Les perturbations liées au conflit avec l'Iran et au blocus du détroit d'Hormuz poussent les prix du pétrole à la hausse et obligent les compagnies aériennes à revoir leurs plans. Le secteur, très dépendant du carburant, se prépare à une conjoncture potentiellement longue et coûteuse.
Ce qui se passe
Depuis le début du conflit, les prix du pétrole ont augmenté fortement, ayant doublé depuis un niveau d'environ 70 $ le baril il y a quatre semaines. Les gouvernements puisent dans leurs réserves et cherchent des solutions, mais l'incertitude reste élevée.
Les décisions de United
Le patron de United a envoyé une note interne annonçant que la compagnie travaille sur un scénario sévère. United anticipe 175 $ le baril et suppose que le prix ne redescendra pas sous 100 $ le baril avant la fin de 2027. Pour limiter l'impact, la compagnie prévoit de réduire d'environ 5 % son programme de vols au deuxième et troisième trimestres, en coupant principalement des vols hors période de pointe, comme les vols de nuit et les jours moins demandés: mardi, mercredi et samedi.
Kirby a précisé qu'il pense qu'il y a une bonne chance que la situation soit moins grave, mais qu'il vaut mieux se préparer.
Pourquoi c'est important pour l'économie
Le kérosène représente entre un quart et un tiers des coûts d'exploitation des compagnies aériennes. Des analystes universitaires notent que l'aviation consacre une part très importante de ses coûts hors salaires aux produits pétroliers raffinés, juste derrière le secteur du bitume.
Selon ces spécialistes, ce choc énergétique arrive à un mauvais moment: marché de l'emploi fragile et tensions commerciales pèsent déjà sur la croissance mondiale. Si les prix restent élevés longtemps, les risques de ralentissement économique augmentent.
Des effets déjà visibles
- American Airlines a indiqué avoir dépensé 400 millions de dollars supplémentaires pour le carburant.
- Plusieurs compagnies signalent une demande robuste ces dernières semaines. United a enregistré ses recettes de réservation les plus élevées sur dix semaines.

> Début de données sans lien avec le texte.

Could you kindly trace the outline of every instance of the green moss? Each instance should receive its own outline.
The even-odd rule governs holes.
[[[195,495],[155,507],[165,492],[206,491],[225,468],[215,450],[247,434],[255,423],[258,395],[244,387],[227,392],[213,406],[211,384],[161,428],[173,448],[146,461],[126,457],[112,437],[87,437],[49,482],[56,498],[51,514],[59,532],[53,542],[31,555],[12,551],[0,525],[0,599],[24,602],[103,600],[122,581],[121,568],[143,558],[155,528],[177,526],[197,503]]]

- Il est toutefois difficile de savoir si cette demande reflète un vrai enthousiasme pour voyager ou si les passagers ont anticipé la hausse des prix et réservé tôt pour se couvrir.
Face à la situation, les dirigeants disent qu'ils resteront flexibles sur les capacités afin d'ajuster l'offre à la demande si les prix du pétrole persistent à un niveau élevé.
Et maintenant?
Des experts en opérations aériennes préviennent que plus l'incertitude dure, plus il sera difficile pour les compagnies de s'adapter. Les décisions prises aujourd'hui — réduction de vols, ajustements de capacité, achats supplémentaires de carburant — visent à protéger la rentabilité à court terme, mais elles pourraient aussi modifier l'offre de transport et les prix pour les passagers.
En résumé, les compagnies aériennes ne prennent pas de risques: elles se préparent à gérer des prix du pétrole beaucoup plus élevés pendant une période prolongée, et cela peut signifier moins de vols ou des prix de billets plus hauts si les prévisions se confirment.